Is It Time to Drop Your Land Line?

Several months ago, I mentioned that we’ve been experimenting with using Skype at home for many of our telephone calls, and that I was ready to switch to using Skype as our primary phone. Skype, for those unfamiliar, is a service that allows one to use their broadband internet connection as a telephone line.

In the article, I discussed a number of the benefits and drawbacks of this move. Clearly, it was cheaper than the cost of our land line on paper, but our land line was part of a bundled service with our telecommunications provider, and dropping the land line wouldn’t actually save us that much at all on our total bill. Although it appeared to be pricey on paper, dropping that land line would also cause us to lose our “bundling” discount, and the two almost completely counteracted each other.

So, for the time being, we’ve kept our land line, but I’ve continued to use Skype for many business-related calls.

That brings us to a suggestion from reader “Joe”:

I haven’t had a land line in nearly 5 years and haven’t missed it in the least. In the past 6 months, I’ve also switched to one of the low-cost cell phone providers for huge savings each month. By not having the land line, I’m saving about $40 a month, and by going with one of the low cost providers with unlimited usage I’ve gone to having a $45 a month cell phone bill. Total savings is about $80 to $100 a month versus having one of the pricier wireless providers and a landline at the same time.

Joe’s comment spurred me to do a serious re-evaluation of the telephone lines in use in our household. After all, our monthly telecommunications bill regularly runs into the three figures, including broadband internet, cable, a land line, and our cell phones.

What can we actively reduce from this expensive monthly mix?

The first step for figuring this out is accurately evaluating what we need. To do this, I started keeping careful track of the actual usage of our landline and our cell phones. Here are some key questions we asked ourselves during this process.

Were we actually taking advantage of the portable nature of our cell phones? Are we actually using them as truly mobile devices, meaning are we using them a significant amount outside of the home? If we’re not, then a prepaid cell phone may be all we need to take care of any mobile needs, reducing the monthly bill. From our evaluation, it appeared as though the majority of our cell phone usage was at home.

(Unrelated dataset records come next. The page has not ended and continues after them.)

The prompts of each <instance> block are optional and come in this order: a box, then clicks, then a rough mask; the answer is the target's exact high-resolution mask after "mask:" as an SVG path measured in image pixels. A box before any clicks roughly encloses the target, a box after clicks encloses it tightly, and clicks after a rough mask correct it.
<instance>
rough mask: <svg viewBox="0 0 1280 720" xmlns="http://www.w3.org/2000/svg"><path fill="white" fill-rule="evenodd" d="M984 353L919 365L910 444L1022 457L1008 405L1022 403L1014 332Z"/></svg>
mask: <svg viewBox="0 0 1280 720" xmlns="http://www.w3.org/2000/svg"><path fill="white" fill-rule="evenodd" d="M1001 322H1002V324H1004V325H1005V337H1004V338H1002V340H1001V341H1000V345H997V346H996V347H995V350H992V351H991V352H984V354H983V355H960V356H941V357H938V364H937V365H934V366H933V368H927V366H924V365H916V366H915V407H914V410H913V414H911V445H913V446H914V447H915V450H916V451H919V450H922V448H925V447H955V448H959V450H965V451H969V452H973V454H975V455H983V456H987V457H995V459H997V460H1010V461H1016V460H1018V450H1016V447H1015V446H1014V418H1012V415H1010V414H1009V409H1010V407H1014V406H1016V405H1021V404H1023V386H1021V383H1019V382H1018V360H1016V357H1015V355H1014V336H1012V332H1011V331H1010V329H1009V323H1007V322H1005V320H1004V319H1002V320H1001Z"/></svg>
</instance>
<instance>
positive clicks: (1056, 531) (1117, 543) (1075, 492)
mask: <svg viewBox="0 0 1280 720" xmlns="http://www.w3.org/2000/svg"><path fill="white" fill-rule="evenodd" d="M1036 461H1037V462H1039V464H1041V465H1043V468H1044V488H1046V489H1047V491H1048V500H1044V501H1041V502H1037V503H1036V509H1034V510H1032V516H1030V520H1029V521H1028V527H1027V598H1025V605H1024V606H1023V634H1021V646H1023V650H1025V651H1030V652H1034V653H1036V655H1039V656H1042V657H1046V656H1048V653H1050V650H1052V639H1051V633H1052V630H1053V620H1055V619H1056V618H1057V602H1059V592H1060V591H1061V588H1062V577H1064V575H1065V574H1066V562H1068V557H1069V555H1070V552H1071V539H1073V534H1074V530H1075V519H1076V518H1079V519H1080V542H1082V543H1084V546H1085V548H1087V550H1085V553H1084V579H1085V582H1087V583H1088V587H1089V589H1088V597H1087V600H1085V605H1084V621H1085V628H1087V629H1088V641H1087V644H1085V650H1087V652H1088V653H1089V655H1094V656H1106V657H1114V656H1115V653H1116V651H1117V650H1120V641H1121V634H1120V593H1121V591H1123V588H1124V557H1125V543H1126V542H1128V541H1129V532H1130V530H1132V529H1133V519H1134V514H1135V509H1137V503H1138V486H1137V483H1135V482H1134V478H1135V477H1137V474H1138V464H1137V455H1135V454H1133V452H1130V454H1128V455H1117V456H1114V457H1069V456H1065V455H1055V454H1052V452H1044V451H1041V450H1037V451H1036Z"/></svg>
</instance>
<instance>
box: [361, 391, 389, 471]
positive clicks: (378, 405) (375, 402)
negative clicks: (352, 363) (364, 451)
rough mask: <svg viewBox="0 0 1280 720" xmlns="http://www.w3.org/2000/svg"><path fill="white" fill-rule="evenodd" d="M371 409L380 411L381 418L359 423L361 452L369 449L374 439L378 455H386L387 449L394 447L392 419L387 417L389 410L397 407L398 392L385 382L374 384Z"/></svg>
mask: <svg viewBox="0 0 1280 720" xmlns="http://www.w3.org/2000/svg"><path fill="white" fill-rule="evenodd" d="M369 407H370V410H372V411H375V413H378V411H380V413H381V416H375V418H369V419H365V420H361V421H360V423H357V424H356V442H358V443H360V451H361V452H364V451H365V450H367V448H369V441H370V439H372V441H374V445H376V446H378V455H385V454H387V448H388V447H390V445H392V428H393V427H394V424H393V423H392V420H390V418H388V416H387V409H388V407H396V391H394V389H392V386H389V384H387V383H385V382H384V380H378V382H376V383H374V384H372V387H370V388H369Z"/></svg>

Were we truly taking advantage of our unlimited plans, or is our call volume low enough that we’d be better off with a plan with limited minutes? We were able to accurately track this by carefully examining our bills – both land line and cellular – over the last few months. How much were we using on each? Were we far below our limits? It turns out that we have never been close to our usage caps on our cell phone, so we requested a change to a different plan that will save us about $10 per month.

Were we using text messages significantly enough to pay for a plan for those, or would we be better off paying per message? This one was easy for us – we were only using a few texts per month, so we called and requested a switch to a “pay per message” plan that will save us $5 or so per month.

Is our cell phone service (while at home) as reliable as our land line service? In our case (luckily), the answer is yes. We live rather close to a tower that seems to be used by several providers, so almost every cell phone provider has stellar service from our home.

Do we travel significantly? With a three year old and a one year old at home, travel isn’t a normal part of our lifestyle, but it’s an important question to ask. The more travel you do, the more important a cell phone would be in comparison to a land line.

Taking all of these factors into consideration, the clear route for us (for the time being) is to wait until our contract expires, cancel our cell phone service, and get prepaid phones. This is our tentative plan, one that we’ll keep in mind as we monitor our phone usage over the next several months.

What’s the take-home message here? Walking carefully through your usage of such services can often point you towards ways to save money. Keep in mind what you’re actually using and what you actually need and you’ll eventually be led to the best deal for you.